"Equality. Solidarity. Intersectionality," writes the band in a Facebook post, announcing the release of their latest single.
Intersectionality - a term coined in 1989 - is a "view that women experience oppression in varying configurations and in varying degrees of intensity."
With their music video, directed by Jessy Mousallem, Mashrou' Leila aims to fight the narrative that Arab and Muslim women are victims of oppression by encouraging a fight for their rights.
The music video intentionally "toys with the intersection of gender with race by celebrating and championing a coalition of Arab and Muslim women, styled to over-articulate their ethnic background, in a manner more typically employed by Western media to victimize them," the band writes in the YouTube description.
The music video features a number of women - hijabis and non-hijabis alike - as they challenge the narrative while "celebrating the various modalities of Middle Eastern feminism."
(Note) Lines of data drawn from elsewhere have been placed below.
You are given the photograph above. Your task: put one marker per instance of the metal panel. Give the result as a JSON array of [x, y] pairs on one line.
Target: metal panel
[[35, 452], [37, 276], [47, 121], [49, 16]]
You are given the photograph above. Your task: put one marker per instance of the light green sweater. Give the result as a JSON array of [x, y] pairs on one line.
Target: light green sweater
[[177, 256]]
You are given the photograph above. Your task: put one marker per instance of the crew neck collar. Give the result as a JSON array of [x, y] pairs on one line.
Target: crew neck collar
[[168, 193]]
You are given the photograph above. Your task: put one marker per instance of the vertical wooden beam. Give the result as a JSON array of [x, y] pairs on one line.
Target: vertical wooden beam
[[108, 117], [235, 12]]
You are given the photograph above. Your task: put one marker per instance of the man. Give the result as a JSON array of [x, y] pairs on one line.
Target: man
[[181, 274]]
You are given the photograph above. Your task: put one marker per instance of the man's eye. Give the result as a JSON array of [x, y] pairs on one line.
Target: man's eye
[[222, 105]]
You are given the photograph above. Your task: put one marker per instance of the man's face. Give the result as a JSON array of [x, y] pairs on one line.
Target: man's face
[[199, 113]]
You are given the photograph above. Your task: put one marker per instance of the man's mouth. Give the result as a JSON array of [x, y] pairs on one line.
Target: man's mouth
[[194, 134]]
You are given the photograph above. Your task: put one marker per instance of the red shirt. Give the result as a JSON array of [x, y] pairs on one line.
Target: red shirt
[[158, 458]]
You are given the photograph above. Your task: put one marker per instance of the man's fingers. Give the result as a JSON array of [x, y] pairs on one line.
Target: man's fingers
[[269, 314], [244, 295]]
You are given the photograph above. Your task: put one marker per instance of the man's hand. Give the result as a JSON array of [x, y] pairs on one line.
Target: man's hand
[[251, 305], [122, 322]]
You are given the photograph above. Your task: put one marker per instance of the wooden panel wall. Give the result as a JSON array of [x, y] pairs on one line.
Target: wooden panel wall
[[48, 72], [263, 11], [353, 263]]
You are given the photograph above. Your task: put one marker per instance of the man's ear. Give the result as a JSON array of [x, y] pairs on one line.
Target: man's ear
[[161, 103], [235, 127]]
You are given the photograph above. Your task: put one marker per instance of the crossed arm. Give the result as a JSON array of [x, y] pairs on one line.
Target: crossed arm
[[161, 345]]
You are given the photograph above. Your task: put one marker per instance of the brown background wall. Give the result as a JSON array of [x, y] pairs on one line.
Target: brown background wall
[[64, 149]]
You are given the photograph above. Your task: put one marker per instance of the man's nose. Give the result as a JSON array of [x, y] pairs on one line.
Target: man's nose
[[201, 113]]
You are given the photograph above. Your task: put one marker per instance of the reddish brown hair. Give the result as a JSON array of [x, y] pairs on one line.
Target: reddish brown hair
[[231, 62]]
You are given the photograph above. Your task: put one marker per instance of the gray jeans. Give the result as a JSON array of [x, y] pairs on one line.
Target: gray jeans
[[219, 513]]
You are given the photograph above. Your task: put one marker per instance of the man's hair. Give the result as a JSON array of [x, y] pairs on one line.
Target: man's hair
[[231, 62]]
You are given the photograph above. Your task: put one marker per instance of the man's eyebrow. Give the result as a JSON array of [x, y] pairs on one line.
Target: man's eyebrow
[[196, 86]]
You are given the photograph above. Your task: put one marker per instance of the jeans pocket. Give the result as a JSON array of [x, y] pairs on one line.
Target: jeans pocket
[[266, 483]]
The video and lyrics work in parallel "to disturb the dominant global narrative of hyper-secularized (white) feminism," the band adds.
"How can you sell me to the Romans ... how did I lose you to the Romans?" the song lyrics say, referencing ancient Roman control of the region as a metaphor for male dominance.
The video intends to "revert the position of [males] as the heroes of the narrative ... by representing them as individuals who (literally) take the backseat as the coalition moves forward."